Naar het oordeel van de rechtbank zijn er onvoldoende aanknopingspunten voor het oordeel dat de verdachte ‘vol opzet’ heeft gehad op opruiing, zodat de vraag resteert of de verdachte in voorwaardelijke zin opzettelijk heeft gehandeld. De verdachte wist dat er in Nederland meerdere rellen, maatschappelijke onrust en wanordelijkheden waren ontstaan als gevolg van de maatregelen die de regering had genomen ter voorkoming van verdere verspreiding van het coronavirus. Dit was het gespreksonderwerp van de dag en daarvan is zeer uitgebreid verslag gedaan in de media. De verdachte was voorts zelf ook bij meerdere demonstraties tegen de coronamaatregelen aanwezig geweest.

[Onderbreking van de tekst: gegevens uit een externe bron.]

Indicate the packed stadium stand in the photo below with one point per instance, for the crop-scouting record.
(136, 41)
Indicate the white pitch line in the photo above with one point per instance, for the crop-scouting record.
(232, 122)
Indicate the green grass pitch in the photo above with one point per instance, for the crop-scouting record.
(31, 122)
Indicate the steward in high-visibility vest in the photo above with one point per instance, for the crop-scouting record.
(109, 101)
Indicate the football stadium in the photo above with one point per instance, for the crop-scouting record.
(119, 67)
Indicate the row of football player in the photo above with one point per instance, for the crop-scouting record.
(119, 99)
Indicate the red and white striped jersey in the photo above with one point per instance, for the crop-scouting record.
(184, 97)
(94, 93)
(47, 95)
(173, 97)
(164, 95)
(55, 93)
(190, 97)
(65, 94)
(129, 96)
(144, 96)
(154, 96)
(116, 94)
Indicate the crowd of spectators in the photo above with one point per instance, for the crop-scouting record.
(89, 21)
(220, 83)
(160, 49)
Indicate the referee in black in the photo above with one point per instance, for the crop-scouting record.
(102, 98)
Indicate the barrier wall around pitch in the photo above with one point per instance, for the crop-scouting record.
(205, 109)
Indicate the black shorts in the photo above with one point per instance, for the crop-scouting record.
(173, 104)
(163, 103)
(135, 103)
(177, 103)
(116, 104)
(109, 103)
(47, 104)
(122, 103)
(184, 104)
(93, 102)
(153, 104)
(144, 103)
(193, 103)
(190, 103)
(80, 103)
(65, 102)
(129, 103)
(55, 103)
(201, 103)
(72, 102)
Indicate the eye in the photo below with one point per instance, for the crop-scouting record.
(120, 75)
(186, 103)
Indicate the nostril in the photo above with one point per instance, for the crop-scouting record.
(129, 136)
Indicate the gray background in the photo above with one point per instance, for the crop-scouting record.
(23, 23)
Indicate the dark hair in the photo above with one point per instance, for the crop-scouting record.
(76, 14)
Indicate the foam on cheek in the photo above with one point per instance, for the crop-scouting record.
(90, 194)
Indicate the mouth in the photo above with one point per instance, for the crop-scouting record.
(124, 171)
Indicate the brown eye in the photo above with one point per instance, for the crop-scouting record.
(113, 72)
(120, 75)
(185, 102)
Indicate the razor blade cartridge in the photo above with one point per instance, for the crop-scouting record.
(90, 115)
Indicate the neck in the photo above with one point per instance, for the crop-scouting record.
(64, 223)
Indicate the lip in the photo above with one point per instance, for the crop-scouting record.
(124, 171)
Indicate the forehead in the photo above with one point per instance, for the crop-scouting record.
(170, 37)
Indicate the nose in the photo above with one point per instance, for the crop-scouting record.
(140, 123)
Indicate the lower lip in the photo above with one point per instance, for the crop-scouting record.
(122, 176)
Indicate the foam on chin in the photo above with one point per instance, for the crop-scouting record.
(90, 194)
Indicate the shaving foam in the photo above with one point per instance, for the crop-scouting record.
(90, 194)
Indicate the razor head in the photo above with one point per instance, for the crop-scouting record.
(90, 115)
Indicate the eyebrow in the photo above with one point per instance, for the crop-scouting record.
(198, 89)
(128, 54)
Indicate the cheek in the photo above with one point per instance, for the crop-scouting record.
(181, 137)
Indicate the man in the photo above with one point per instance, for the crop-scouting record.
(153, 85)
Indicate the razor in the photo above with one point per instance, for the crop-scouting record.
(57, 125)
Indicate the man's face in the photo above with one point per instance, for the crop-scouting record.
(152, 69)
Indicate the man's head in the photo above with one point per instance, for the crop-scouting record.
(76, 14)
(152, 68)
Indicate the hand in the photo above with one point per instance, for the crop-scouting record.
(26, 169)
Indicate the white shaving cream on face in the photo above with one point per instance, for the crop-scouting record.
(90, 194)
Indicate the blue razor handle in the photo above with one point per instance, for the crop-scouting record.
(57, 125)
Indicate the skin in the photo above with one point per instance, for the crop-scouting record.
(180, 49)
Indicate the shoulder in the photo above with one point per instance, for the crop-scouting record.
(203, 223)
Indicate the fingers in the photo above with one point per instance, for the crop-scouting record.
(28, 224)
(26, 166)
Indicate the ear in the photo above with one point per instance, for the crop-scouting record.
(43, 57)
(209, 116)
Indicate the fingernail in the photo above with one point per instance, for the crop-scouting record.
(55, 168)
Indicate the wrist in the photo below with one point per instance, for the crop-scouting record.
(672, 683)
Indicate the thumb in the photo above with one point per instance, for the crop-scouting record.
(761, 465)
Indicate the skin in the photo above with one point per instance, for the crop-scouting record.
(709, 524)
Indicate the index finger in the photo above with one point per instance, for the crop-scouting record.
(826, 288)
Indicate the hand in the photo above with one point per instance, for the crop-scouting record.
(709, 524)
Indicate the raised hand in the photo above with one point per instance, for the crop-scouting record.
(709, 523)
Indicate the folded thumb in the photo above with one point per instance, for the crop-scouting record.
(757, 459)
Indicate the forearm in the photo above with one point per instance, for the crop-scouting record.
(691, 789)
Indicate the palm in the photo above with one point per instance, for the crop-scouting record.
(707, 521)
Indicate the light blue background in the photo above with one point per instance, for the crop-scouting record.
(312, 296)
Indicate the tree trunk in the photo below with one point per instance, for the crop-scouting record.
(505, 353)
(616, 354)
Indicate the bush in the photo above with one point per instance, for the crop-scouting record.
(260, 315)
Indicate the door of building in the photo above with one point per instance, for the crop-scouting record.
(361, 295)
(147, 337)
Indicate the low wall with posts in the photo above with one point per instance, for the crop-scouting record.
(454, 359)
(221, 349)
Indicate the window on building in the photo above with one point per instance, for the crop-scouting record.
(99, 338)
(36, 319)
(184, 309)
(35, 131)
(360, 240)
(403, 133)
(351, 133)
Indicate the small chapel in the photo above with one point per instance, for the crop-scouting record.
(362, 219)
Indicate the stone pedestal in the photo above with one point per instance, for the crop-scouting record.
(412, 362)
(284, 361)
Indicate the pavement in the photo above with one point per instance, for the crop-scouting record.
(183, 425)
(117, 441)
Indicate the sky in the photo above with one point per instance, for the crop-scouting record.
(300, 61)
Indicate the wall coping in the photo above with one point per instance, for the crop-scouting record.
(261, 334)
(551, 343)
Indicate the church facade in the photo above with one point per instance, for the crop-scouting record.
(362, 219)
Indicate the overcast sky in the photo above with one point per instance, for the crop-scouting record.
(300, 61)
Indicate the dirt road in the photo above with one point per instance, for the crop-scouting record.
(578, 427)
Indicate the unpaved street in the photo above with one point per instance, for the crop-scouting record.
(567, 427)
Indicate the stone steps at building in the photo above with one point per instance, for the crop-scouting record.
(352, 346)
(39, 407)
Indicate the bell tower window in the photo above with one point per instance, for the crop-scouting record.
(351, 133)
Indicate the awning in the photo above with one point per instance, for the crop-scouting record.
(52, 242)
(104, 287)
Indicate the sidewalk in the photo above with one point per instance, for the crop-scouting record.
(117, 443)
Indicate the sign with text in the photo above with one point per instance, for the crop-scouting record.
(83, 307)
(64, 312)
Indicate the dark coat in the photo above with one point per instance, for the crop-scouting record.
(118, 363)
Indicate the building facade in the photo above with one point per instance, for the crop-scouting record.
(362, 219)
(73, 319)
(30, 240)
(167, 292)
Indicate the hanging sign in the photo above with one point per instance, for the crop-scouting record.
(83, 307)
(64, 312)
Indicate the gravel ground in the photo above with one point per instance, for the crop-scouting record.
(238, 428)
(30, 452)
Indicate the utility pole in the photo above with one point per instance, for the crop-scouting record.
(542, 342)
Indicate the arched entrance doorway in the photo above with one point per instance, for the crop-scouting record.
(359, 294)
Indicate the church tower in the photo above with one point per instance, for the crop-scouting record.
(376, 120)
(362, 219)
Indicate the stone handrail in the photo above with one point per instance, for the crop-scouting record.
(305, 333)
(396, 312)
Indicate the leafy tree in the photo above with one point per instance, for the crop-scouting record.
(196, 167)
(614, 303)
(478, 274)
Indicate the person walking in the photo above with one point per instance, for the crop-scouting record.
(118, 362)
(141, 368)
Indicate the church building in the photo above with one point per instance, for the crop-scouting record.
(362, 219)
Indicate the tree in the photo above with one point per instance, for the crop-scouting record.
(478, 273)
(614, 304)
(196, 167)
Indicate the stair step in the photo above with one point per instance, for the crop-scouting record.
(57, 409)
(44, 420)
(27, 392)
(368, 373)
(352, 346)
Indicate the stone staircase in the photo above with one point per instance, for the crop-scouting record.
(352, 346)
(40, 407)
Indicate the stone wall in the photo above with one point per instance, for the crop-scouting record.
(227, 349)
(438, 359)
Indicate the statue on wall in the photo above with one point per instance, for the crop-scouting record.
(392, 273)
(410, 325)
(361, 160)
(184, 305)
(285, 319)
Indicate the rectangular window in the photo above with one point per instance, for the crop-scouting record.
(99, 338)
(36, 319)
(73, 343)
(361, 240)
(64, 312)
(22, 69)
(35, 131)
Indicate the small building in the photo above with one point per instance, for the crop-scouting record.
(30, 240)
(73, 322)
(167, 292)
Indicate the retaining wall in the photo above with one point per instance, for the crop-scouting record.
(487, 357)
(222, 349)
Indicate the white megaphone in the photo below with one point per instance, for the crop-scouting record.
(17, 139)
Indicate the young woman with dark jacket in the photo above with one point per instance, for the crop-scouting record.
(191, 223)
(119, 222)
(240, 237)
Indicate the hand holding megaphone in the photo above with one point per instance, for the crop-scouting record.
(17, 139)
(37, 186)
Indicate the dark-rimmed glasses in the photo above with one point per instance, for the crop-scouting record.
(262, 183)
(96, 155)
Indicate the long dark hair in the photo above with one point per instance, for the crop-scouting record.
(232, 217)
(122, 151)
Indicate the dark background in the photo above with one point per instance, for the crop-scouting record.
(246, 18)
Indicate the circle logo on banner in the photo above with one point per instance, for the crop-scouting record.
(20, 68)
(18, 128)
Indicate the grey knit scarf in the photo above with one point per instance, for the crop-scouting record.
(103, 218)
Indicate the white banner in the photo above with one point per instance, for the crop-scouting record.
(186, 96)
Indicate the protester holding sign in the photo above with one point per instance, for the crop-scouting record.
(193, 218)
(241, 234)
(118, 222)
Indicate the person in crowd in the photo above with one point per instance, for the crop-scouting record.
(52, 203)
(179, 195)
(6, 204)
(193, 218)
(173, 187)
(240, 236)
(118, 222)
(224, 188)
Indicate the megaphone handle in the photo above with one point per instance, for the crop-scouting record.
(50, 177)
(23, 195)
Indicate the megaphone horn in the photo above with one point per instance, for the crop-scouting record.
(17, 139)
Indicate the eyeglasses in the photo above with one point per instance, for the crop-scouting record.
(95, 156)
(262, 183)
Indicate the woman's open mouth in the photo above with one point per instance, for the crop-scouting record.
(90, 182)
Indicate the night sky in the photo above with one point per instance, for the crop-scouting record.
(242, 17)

Door onder voormelde omstandigheden opruiende berichten in openbare Telegram groepen te sturen heeft de verdachte naar het oordeel van de rechtbank bewust de aanmerkelijke kans aanvaard dat derden zouden worden aangezet tot gewelddadig optreden tegen het openbaar gezag. De rechtbank is derhalve van oordeel dat de verdachte minst genomen met voorwaardelijk opzet heeft gehandeld.
Juridisch kader bedreiging (feiten 2 en 3)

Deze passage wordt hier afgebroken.